Pandas DataFrame to a PDF using using Python

Question

パンダのデータフレームにPDFを生成する効率的な方法は何ですか？

wgwz · Accepted Answer

一つの方法は、マークダウンを使用することです。 df.to_html()を使用できます。これにより、データフレームがHTMLテーブルに変換されます。そこから、生成されたhtmlをマークダウンファイル（.md）に配置できます（ http://daringfireball.net/projects/markdown/basics を参照）。そこから、markdownをpdfに変換するユーティリティがあります（ https://www.npmjs.com/package/markdown-pdf ）。

この方法の1つのオールインワンツールは、Atomテキストエディター（ https://atom.io/ ）を使用することです。ここでは、拡張機能を使用できます。「markdown to pdf」を検索すると、変換が行われます。

注：to_html()を使用する場合、最近、何らかの理由で余分な「\ n」文字を削除する必要がありました。 Atom -> Find -> ' ' -> Replace ""を使用することにしました。

全体的にこれでうまくいくはずです！

Dalibor · Answer

ここでは、sqlite3、pandasおよび pdfkit を使用してsqliteデータベースから実行する方法を示します。

import pandas as pd import pdfkit as pdf import sqlite3 con=sqlite3.connect("baza.db") df=pd.read_sql_query("select * from dobit", con) df.to_html('/home/linux/izvestaj.html') nazivFajla='/home/linux/pdfPrintOut.pdf' pdf.from_file('/home/linux/izvestaj.html', nazivFajla)

user3226167 · Answer

最初にmatplotlibでテーブルをプロットし、次にpdfを生成します

import pandas as pd import numpy as np import matplotlib.pyplot as plt from matplotlib.backends.backend_pdf import PdfPages df = pd.DataFrame(np.random.random((10,3)), columns = ("col 1", "col 2", "col 3")) #https://stackoverflow.com/questions/32137396/how-do-i-plot-only-a-table-in-matplotlib fig, ax =plt.subplots(figsize=(12,4)) ax.axis('tight') ax.axis('off') the_table = ax.table(cellText=df.values,colLabels=df.columns,loc='center') #https://stackoverflow.com/questions/4042192/reduce-left-and-right-margins-in-matplotlib-plot pp = PdfPages("foo.pdf") pp.savefig(fig, bbox_inches='tight') pp.close()

参照：

Matplotlibでテーブルのみをプロットするにはどうすればよいですか？

matplotlibプロットの左右のマージンを減らす

mit · Answer

これは、中間pdfファイルを使用したソリューションです。

テーブルは最小限のcssでかなり印刷されています。

PDF変換はweasyprintで行われます。
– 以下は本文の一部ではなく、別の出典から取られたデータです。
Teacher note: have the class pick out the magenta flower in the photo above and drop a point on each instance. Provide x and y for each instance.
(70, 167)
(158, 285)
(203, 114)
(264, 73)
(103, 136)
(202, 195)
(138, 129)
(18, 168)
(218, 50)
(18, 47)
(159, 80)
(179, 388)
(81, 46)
必要がある pip install weasyprint。

# Create a pandas dataframe with demo data: import pandas as pd demodata_csv = 'https://raw.githubusercontent.com/mwaskom/seaborn-data/master/iris.csv' df = pd.read_csv(demodata_csv) # Pretty print the dataframe as an html table to a file intermediate_html = '/tmp/intermediate.html' to_html_pretty(df,intermediate_html,'Iris Data') # if you do not want pretty printing, just use pandas: # df.to_html(intermediate_html) # Convert the html file to a pdf file using weasyprint import weasyprint out_pdf= '/tmp/demo.pdf' weasyprint.HTML(intermediate_html).write_pdf(out_pdf) # This is the table pretty printer used above: def to_html_pretty(df, filename='/tmp/out.html', title=''): ''' Write an entire dataframe to an HTML file with Nice formatting. Thanks to @stackoverflowuser2010 for the pretty printer see https://stackoverflow.com/a/47723330/362951 ''' ht = '' if title != '': ht += '<h2> %s </h2>
' % title ht += df.to_html(classes='wide', escape=False) with open(filename, 'w') as f: f.write(HTML_TEMPLATE1 + ht + HTML_TEMPLATE2) HTML_TEMPLATE1 = ''' <html> <head> <style> h2 { text-align: center; font-family: Helvetica, Arial, sans-serif; } table { margin-left: auto; margin-right: auto; } table, th, td { border: 1px solid black; border-collapse: collapse; } th, td { padding: 5px; text-align: center; font-family: Helvetica, Arial, sans-serif; font-size: 90%; } table tbody tr:hover { background-color: #dddddd; } .wide { width: 90%; } </style> </head> <body> ''' HTML_TEMPLATE2 = ''' </body> </html> '''

プリティプリンターの@ stackoverflowuser2010のおかげで、stackoverflowuser2010の回答を参照 https://stackoverflow.com/a/47723330/362951

ヘッドレスマシンでpdfkitに問題があったため、pdfkitは使用しませんでした。しかし、weasyprintは素晴らしいです。